Every year I feel that E3 – and shows like it – seem to lose grasp of being a true representation of the gaming industry. So while the BBC reports on it with the usual surprise that the multi-billion dollar industry is a big deal, “It may look like a Hollywood premiere of a blockbuster film, but this is the reveal of a new video game” (in relation to Sony’s trailer for Spider-Man) the rest of us clamour over every new trailer while websites and YouTubers rush to declare X the ‘Winner of E3’.

But herein lies the issue. Once upon a time – and I’ve written about this before – E3 was *the* show that could launch hype and expectation (along with the TGS, obviously) but the industry has shifted massively since the heady days of SEGA vs Nintendo. We now have seen the rise of Steam, as well as the rise of GoG, Humble and other PC storefront platforms as well as the incredible shift of indie games going from niche to mainstream. Indeed some of these games got a brief shot at exposure as part of EA and Microsoft’s shows but on the whole the point of shows like E3 is BIG BUCK BANG GAMEZZZ!!!!!1one!
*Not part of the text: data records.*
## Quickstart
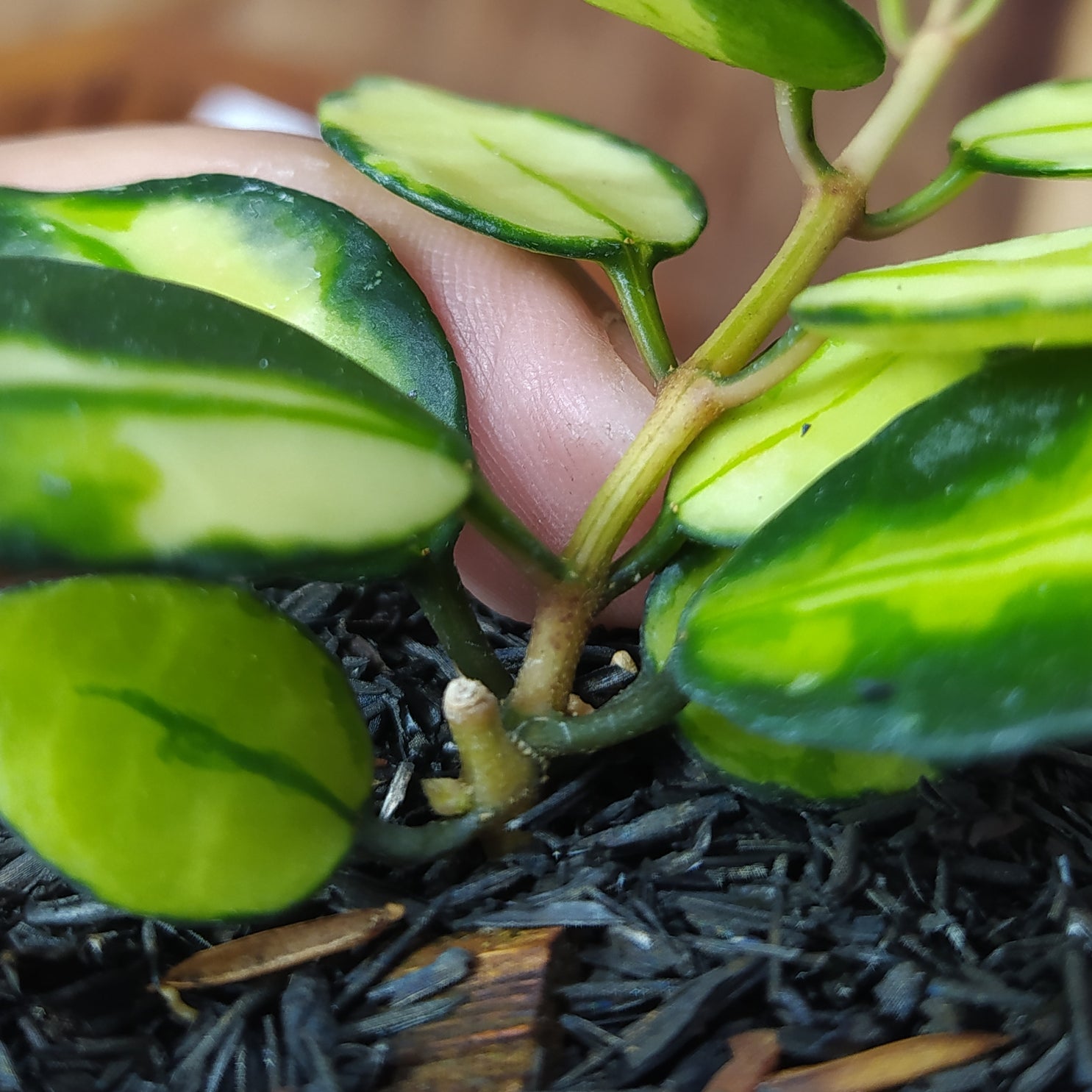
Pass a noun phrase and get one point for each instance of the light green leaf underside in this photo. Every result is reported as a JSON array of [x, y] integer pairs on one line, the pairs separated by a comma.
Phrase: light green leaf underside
[[929, 594], [191, 754], [176, 445], [1033, 290], [1040, 131], [752, 462], [307, 263], [820, 44], [767, 765], [533, 179]]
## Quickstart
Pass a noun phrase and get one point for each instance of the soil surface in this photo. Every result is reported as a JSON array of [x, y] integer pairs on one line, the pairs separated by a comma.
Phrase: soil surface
[[693, 911]]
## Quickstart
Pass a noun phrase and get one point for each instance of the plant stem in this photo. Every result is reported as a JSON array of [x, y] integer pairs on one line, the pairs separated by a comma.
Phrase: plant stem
[[977, 17], [691, 398], [918, 207], [504, 529], [630, 273], [500, 774], [412, 846], [440, 593], [655, 549], [827, 216], [796, 121], [928, 57], [651, 700]]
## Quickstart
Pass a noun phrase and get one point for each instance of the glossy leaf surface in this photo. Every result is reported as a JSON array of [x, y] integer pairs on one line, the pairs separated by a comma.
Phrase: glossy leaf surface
[[819, 44], [150, 424], [308, 263], [929, 594], [1035, 290], [536, 180], [191, 754], [754, 461], [766, 765], [1038, 132]]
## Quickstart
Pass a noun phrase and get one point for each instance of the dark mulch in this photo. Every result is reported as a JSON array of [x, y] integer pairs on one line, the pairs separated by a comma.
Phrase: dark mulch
[[693, 913]]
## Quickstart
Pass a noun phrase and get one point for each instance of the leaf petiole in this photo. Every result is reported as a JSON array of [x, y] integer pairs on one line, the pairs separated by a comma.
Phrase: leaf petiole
[[894, 25], [630, 272], [796, 121], [918, 207], [655, 549], [436, 587]]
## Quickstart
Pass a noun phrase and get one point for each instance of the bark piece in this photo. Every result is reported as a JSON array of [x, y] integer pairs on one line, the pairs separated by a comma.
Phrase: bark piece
[[888, 1066], [754, 1055], [495, 1038]]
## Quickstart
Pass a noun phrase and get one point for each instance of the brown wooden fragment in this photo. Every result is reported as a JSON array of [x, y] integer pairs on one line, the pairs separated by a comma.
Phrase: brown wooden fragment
[[887, 1067], [495, 1038], [282, 948], [754, 1055]]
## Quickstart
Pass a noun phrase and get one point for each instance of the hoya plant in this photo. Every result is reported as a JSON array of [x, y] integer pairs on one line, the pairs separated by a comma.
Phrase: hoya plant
[[874, 558]]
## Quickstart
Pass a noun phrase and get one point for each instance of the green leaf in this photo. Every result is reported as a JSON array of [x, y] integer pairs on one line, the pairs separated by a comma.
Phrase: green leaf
[[756, 460], [819, 44], [149, 424], [1038, 132], [1035, 290], [765, 765], [929, 594], [304, 260], [190, 754], [536, 180]]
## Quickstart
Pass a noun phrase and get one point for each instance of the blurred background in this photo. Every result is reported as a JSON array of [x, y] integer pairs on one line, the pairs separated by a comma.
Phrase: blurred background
[[68, 63]]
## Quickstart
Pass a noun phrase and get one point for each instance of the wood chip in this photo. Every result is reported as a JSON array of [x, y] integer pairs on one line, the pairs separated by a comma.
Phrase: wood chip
[[754, 1055], [888, 1066], [281, 949], [499, 1031]]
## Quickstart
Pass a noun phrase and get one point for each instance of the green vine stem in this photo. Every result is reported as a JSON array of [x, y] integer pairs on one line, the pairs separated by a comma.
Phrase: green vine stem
[[693, 396], [654, 549], [630, 273], [504, 529], [796, 121], [977, 15], [651, 700], [440, 594], [918, 207], [689, 402]]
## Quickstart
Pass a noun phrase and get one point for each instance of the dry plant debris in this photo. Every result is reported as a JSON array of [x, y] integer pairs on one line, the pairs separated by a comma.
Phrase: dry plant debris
[[281, 949], [495, 1038]]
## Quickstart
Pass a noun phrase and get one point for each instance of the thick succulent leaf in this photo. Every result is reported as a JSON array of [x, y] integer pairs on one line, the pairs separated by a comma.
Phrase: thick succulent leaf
[[1041, 131], [151, 424], [820, 44], [188, 754], [765, 765], [752, 462], [1035, 290], [929, 594], [533, 179], [306, 261]]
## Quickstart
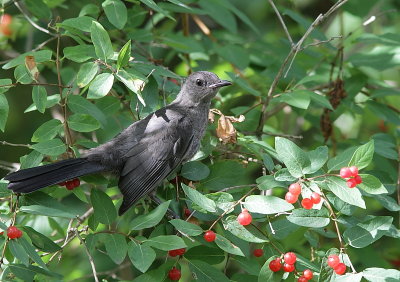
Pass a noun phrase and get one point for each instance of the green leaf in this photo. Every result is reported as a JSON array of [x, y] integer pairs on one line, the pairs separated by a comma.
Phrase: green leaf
[[40, 57], [199, 199], [79, 53], [52, 147], [310, 218], [141, 256], [132, 84], [47, 131], [338, 187], [205, 272], [38, 8], [100, 86], [341, 160], [151, 219], [375, 274], [18, 251], [80, 105], [83, 123], [166, 242], [318, 158], [116, 12], [266, 204], [104, 209], [228, 246], [195, 171], [363, 155], [187, 228], [4, 109], [47, 211], [39, 97], [30, 250], [266, 274], [124, 55], [41, 241], [365, 233], [249, 234], [101, 41], [266, 182], [295, 159], [299, 99], [116, 246], [86, 73], [3, 82], [372, 185]]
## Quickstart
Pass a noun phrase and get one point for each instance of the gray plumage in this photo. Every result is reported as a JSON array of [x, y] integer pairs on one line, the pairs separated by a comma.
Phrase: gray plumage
[[145, 153]]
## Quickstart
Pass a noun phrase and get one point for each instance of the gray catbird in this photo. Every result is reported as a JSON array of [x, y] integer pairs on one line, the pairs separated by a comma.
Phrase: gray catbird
[[143, 154]]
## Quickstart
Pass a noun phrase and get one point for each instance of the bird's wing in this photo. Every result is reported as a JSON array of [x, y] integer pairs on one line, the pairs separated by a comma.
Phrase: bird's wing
[[165, 142]]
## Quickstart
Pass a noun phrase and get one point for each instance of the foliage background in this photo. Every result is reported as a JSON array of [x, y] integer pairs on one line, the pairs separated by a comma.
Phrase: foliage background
[[240, 41]]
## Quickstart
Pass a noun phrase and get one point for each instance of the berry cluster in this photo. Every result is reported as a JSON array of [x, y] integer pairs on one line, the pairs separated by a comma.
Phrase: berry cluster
[[338, 267], [293, 195], [177, 252], [289, 259], [244, 218], [71, 184], [13, 232], [351, 173], [174, 274]]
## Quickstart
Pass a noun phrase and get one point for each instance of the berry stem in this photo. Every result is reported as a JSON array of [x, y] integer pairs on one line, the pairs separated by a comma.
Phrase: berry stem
[[231, 207]]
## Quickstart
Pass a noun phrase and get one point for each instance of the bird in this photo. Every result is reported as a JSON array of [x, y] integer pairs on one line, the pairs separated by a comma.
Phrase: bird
[[144, 153]]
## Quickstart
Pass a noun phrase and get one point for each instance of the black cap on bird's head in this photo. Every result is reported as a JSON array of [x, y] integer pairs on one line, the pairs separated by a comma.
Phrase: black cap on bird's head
[[201, 86]]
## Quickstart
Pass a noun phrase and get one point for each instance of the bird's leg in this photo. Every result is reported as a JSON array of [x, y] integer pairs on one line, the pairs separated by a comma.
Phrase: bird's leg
[[157, 200]]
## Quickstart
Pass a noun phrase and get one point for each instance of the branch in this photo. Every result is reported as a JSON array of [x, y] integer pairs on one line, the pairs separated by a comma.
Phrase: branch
[[292, 54], [282, 22], [32, 22], [89, 256]]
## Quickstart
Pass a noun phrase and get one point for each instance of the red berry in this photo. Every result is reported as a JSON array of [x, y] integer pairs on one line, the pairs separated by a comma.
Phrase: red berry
[[290, 258], [258, 252], [244, 218], [333, 261], [70, 185], [340, 268], [187, 212], [353, 170], [210, 236], [291, 198], [308, 274], [295, 188], [174, 274], [177, 252], [275, 265], [351, 183], [288, 267], [358, 179], [13, 232], [76, 182], [315, 198], [302, 279], [307, 203], [345, 172]]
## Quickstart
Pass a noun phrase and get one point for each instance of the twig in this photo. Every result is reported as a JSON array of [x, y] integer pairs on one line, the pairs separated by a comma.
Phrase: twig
[[89, 256], [282, 22], [35, 84], [31, 21], [231, 207], [14, 145], [292, 54]]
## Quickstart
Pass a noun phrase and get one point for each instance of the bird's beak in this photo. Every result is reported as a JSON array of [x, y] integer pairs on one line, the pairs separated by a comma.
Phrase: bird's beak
[[219, 84]]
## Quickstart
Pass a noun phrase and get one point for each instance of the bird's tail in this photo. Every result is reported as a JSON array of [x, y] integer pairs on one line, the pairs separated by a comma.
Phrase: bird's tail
[[32, 179]]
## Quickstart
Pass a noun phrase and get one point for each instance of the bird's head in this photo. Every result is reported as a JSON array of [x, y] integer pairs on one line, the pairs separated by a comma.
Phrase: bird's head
[[200, 86]]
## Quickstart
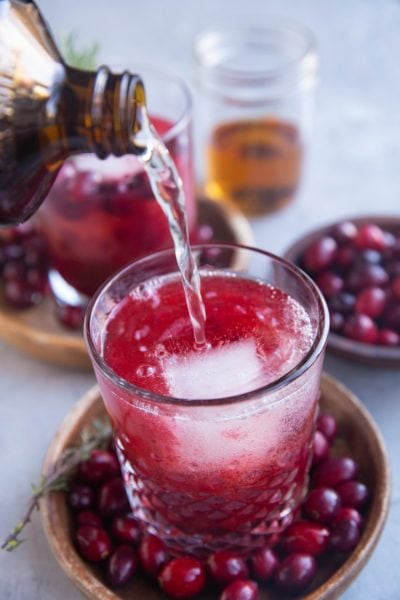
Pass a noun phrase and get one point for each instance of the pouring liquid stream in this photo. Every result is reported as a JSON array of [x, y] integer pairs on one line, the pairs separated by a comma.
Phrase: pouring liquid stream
[[167, 188]]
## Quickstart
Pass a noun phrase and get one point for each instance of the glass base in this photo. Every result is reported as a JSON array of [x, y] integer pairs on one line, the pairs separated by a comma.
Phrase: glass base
[[257, 532]]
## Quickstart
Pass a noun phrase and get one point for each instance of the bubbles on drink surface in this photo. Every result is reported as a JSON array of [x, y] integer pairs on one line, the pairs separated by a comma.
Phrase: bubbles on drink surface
[[256, 334]]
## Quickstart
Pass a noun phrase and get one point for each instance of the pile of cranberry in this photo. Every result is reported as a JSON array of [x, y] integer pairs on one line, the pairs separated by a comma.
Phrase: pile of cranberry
[[329, 520], [24, 270], [357, 268]]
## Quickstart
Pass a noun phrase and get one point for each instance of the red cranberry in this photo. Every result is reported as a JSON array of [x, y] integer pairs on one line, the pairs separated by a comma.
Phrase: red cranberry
[[329, 283], [80, 497], [182, 577], [240, 590], [121, 566], [371, 301], [343, 303], [366, 275], [38, 279], [20, 294], [70, 316], [93, 543], [345, 535], [14, 269], [88, 517], [305, 537], [353, 494], [320, 254], [388, 337], [334, 471], [349, 514], [264, 563], [361, 328], [391, 317], [321, 448], [153, 555], [322, 505], [125, 529], [371, 257], [336, 321], [396, 287], [393, 268], [344, 232], [100, 466], [226, 566], [295, 573], [370, 236], [345, 257], [112, 497], [326, 424]]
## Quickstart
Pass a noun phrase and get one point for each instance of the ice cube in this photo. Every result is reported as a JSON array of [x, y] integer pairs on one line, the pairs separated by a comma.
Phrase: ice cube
[[220, 372]]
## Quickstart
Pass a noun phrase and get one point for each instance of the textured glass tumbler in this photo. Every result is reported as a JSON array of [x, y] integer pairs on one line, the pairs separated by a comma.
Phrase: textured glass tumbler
[[224, 472]]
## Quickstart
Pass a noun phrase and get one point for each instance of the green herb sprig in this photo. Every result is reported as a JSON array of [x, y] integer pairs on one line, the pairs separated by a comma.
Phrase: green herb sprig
[[94, 437]]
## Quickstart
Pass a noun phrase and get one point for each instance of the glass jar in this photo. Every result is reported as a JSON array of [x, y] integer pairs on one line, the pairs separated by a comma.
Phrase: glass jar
[[255, 103]]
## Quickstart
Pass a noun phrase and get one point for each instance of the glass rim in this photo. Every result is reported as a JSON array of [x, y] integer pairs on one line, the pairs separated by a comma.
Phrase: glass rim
[[209, 39], [301, 367]]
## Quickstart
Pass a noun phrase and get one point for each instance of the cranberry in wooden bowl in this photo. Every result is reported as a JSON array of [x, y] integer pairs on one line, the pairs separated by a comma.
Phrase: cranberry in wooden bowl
[[356, 264]]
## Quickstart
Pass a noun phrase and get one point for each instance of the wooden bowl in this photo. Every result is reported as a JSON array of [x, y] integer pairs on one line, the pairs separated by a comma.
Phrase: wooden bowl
[[37, 332], [361, 439], [338, 344]]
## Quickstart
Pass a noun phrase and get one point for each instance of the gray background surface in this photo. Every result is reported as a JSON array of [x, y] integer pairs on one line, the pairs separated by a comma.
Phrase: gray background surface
[[354, 168]]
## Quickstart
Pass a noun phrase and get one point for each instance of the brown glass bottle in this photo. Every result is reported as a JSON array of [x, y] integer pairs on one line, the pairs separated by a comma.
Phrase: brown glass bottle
[[49, 111]]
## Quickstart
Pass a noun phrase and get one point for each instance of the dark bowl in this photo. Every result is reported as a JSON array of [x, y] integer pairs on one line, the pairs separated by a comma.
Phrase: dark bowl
[[360, 439], [338, 344]]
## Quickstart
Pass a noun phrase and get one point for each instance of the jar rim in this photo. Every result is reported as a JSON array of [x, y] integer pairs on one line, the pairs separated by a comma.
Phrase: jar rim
[[216, 49]]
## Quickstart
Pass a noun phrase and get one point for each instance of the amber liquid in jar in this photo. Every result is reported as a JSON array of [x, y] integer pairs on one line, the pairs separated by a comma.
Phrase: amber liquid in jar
[[256, 164]]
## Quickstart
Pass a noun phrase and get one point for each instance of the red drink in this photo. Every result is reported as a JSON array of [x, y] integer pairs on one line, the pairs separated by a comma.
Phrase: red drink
[[100, 215], [201, 472]]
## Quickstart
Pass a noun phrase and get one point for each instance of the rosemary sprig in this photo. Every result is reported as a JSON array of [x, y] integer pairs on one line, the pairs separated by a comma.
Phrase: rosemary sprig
[[76, 55], [96, 436]]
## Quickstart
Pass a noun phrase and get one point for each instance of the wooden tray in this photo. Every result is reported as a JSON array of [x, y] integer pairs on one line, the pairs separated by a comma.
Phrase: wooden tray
[[362, 440], [338, 344], [37, 332]]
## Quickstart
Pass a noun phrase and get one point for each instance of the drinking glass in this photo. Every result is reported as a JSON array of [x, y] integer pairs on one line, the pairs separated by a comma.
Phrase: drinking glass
[[101, 214], [220, 473]]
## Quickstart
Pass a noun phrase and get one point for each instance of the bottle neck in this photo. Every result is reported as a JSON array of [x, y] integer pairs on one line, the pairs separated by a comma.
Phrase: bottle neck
[[108, 111]]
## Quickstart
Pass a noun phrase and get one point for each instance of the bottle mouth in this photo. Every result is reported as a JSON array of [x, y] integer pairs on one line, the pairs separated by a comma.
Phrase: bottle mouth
[[271, 58]]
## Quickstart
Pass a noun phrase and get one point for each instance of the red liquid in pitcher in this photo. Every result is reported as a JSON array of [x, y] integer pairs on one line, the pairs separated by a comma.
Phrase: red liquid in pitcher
[[99, 217], [220, 471]]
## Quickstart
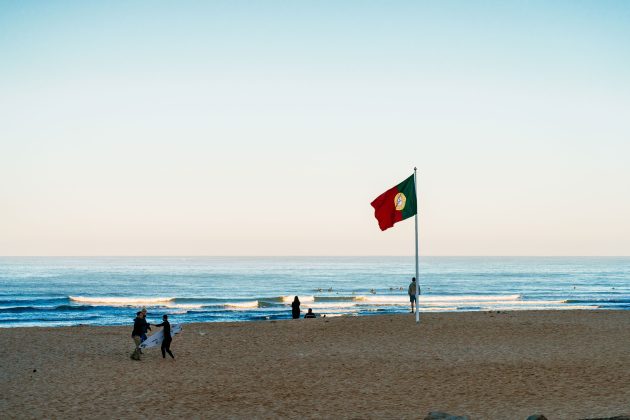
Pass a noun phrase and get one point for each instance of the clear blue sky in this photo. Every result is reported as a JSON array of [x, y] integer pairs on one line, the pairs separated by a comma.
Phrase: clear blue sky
[[267, 128]]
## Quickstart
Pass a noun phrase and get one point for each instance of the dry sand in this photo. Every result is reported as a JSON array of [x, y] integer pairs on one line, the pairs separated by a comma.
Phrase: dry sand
[[564, 364]]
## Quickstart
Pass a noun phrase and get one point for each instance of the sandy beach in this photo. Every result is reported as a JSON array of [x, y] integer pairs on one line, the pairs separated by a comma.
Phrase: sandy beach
[[508, 365]]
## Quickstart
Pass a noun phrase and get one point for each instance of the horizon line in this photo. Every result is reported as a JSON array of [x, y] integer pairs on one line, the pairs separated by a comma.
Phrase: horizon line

As Sony hit a mid-generational slump (not a criticism) and Microsoft gear up for their XB1 on Viagra it was evident that Nintendo and Ubisoft ‘won’ E3 because of the sheer amount of new games that we saw. In an ever busy show – yet with less on show also – the biggest announcements were mostly made well ahead of the show. Destiny 2, COD: WW2 and others were given the time to be promoted and discussed ahead of the clusterfuck of journalism that occurs traditionally around E3. Indeed Sony – via their annual PlayStation experience – revealed their hand early, but then felt no need to show off The Last of Us 2 at the biggest event of the year. It’s all a bit weird.

Does that suggest that E3 is no longer the platform to launch big titles from?

I think so, especially when you consider that with Ubisoft and Nintendo showing off some potentially risky projects and weirdly amusing ones too the big boys were waving their consoles around like war banners trying to win E3 without a flurry of new stuff.

Conversely the EGX 2016 was dramatically more focused upon indie fare. The event was a bit more chilled out – and a lot more pleasant come to think of it – as a result, and it became as much a celebration of the medium than a sales pitch. Similarly PAX shows have a very similar outlook and yet these events do not warrant near 72 hours of non-stop coverage and live streams. Would it be great to see, yes, but it wouldn’t fit in with the vibe in my opinion.

It seems to me that E3 has gotten smaller while the industry is getting bigger. Some games are too big for a five minute slot on a stage, and others are obviously too small. I wonder how E3 2018 will look, given this trend to move outside of the event itself to have satellite shows and pre-pre-pre-show reveals.